The Spartans were unlike any other ancient Greeks. Rather than produce philosophers, artists or theatre players, all Spartan men were born to be warriors. What is the history of Sparta, how did they rise to power and what was their way of life like?
Sparta was located in a valley on the banks of the river Eurotas in south-east Greece. The city rose to power around 650 BC. Between 492-449 BC the Spartans led the Greek armies in battle against Persian invaders. At the battle of Thermopylae three hundred Spartans held off hundreds of thousands of Persians, allowing the rest of the Greeks to escape. After the Persian Wars, civil war broke out and Sparta conquered Athens in the Peloponnesian War which lasted between 431-404 BC making Sparta the dominant power in Greece.
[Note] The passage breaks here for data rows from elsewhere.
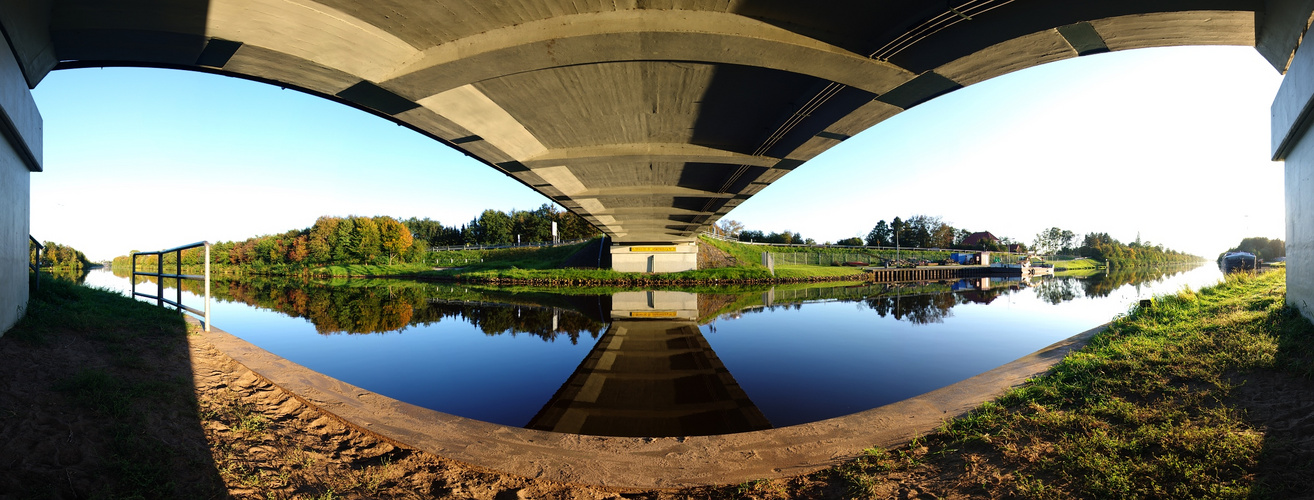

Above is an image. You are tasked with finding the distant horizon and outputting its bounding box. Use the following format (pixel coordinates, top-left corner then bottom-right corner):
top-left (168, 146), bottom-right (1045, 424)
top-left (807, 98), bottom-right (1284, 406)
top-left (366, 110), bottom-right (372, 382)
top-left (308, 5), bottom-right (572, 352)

top-left (30, 47), bottom-right (1285, 261)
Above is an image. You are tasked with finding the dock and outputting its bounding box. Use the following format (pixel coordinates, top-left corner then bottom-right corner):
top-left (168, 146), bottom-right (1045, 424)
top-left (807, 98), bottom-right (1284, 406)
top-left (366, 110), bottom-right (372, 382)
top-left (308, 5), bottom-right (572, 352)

top-left (862, 265), bottom-right (1054, 282)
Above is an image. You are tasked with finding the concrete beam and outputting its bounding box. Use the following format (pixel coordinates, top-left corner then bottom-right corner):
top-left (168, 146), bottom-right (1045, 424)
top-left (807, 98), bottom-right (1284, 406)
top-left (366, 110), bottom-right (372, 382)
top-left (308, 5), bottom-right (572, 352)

top-left (1255, 0), bottom-right (1314, 73)
top-left (382, 9), bottom-right (913, 100)
top-left (0, 0), bottom-right (59, 88)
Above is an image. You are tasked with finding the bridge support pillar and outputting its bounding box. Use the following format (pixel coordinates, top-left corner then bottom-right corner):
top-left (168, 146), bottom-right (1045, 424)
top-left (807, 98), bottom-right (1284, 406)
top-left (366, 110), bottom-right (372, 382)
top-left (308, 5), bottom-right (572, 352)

top-left (1272, 22), bottom-right (1314, 319)
top-left (611, 241), bottom-right (698, 273)
top-left (0, 38), bottom-right (41, 336)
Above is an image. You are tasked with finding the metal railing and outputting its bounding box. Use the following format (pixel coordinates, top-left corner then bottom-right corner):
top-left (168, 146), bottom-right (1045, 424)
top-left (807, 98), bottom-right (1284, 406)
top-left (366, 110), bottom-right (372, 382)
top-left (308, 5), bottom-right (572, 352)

top-left (428, 239), bottom-right (589, 252)
top-left (130, 241), bottom-right (210, 332)
top-left (28, 235), bottom-right (46, 290)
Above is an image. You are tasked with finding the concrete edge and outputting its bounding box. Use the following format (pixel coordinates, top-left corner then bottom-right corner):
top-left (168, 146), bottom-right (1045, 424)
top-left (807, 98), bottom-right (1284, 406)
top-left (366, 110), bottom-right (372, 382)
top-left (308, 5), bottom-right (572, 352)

top-left (188, 318), bottom-right (1108, 488)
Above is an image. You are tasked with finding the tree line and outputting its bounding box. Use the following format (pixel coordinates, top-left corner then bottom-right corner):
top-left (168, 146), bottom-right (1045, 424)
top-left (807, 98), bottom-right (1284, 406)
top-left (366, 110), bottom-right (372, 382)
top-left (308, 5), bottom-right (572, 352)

top-left (716, 214), bottom-right (1026, 251)
top-left (28, 240), bottom-right (91, 270)
top-left (114, 203), bottom-right (599, 269)
top-left (402, 203), bottom-right (602, 247)
top-left (1218, 236), bottom-right (1286, 261)
top-left (1051, 228), bottom-right (1202, 268)
top-left (716, 214), bottom-right (1203, 266)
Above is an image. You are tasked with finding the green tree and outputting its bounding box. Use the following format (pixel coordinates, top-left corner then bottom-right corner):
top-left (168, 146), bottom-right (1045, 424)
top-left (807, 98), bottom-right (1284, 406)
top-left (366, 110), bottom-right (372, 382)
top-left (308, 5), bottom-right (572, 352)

top-left (351, 215), bottom-right (382, 264)
top-left (306, 215), bottom-right (342, 262)
top-left (468, 209), bottom-right (512, 245)
top-left (867, 219), bottom-right (894, 247)
top-left (332, 217), bottom-right (356, 262)
top-left (374, 217), bottom-right (414, 264)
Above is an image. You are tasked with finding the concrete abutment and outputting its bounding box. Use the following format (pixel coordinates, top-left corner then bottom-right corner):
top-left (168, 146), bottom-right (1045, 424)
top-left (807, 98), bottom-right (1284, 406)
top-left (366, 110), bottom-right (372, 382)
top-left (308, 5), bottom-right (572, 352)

top-left (611, 241), bottom-right (698, 273)
top-left (1272, 10), bottom-right (1314, 319)
top-left (0, 32), bottom-right (41, 336)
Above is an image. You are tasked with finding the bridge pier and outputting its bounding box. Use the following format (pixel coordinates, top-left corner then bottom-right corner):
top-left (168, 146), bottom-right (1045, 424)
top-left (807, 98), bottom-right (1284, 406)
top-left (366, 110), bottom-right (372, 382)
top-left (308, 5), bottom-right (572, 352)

top-left (1272, 27), bottom-right (1314, 319)
top-left (0, 33), bottom-right (41, 336)
top-left (611, 241), bottom-right (698, 273)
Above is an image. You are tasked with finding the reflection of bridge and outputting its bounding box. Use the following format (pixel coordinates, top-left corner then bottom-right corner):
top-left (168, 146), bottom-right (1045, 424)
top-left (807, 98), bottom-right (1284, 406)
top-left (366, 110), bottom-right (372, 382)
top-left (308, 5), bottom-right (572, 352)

top-left (0, 0), bottom-right (1314, 328)
top-left (526, 291), bottom-right (771, 436)
top-left (526, 320), bottom-right (771, 436)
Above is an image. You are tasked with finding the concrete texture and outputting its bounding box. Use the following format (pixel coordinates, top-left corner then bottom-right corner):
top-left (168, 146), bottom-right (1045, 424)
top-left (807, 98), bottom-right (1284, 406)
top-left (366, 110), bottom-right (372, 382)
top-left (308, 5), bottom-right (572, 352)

top-left (189, 314), bottom-right (1102, 488)
top-left (0, 0), bottom-right (1314, 325)
top-left (33, 0), bottom-right (1282, 245)
top-left (611, 241), bottom-right (698, 273)
top-left (0, 34), bottom-right (41, 335)
top-left (526, 318), bottom-right (771, 437)
top-left (1272, 35), bottom-right (1314, 314)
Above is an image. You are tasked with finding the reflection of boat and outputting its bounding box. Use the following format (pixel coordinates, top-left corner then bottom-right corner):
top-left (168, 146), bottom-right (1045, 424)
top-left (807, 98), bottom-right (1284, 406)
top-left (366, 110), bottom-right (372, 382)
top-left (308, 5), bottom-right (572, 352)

top-left (1219, 252), bottom-right (1256, 273)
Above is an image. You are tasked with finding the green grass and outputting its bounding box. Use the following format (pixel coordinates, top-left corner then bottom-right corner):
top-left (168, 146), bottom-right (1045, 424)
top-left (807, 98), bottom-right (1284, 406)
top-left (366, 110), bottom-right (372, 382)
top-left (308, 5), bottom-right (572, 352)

top-left (1042, 259), bottom-right (1104, 272)
top-left (8, 276), bottom-right (218, 497)
top-left (809, 272), bottom-right (1314, 499)
top-left (310, 262), bottom-right (432, 277)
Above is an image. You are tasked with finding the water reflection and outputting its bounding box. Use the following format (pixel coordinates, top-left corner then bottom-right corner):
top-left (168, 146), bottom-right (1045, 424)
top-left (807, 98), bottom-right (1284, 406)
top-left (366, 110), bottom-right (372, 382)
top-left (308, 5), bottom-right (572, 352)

top-left (92, 262), bottom-right (1214, 436)
top-left (526, 317), bottom-right (771, 437)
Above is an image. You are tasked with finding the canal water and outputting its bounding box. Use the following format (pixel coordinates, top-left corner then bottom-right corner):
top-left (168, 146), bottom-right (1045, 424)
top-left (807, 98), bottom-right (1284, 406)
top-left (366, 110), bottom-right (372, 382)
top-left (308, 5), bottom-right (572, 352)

top-left (85, 265), bottom-right (1222, 436)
From birth all Spartan infants were examined by a council of inspectors and examined for physical defects. If a Spartan baby was judged unfit, it was left on a nearby hillside where they either died of exposure or were adopted by strangers. Babies were bathed in wine and Spartan women frequently ignored crying to toughen them up. Whilst this may seem harsh, Spartan women were actually sought out for their skills as nurses and nannies. Spartan boys left their parents at 7 to be molded into skilled warriors and moral citizens, being housed in communal barracks. They were schooled in warfare, stealth, hunting and athletics. At age 12, they were stripped of clothing except a red cloak, forced to sleep outdoors and make their own beds from reeds. When they finished training at 21, they were invited to a military style mess where they ate small rations of bland food. Although wine was a staple part of their diet, they would never drink to excess.
Spartan men married at 30 and lived with their wives, who married at 20. Husbands who were unable to have children sought out virile men to impregnate their wives since marriage was seen as a means for conceiving new soldiers. Spartans were soldiers for life and expected to be on reserve duty until the age of 60. Although life was hard, the Spartans produced some of the fittest, able warriors in the ancient world. They believed they were direct descendants of Hercules.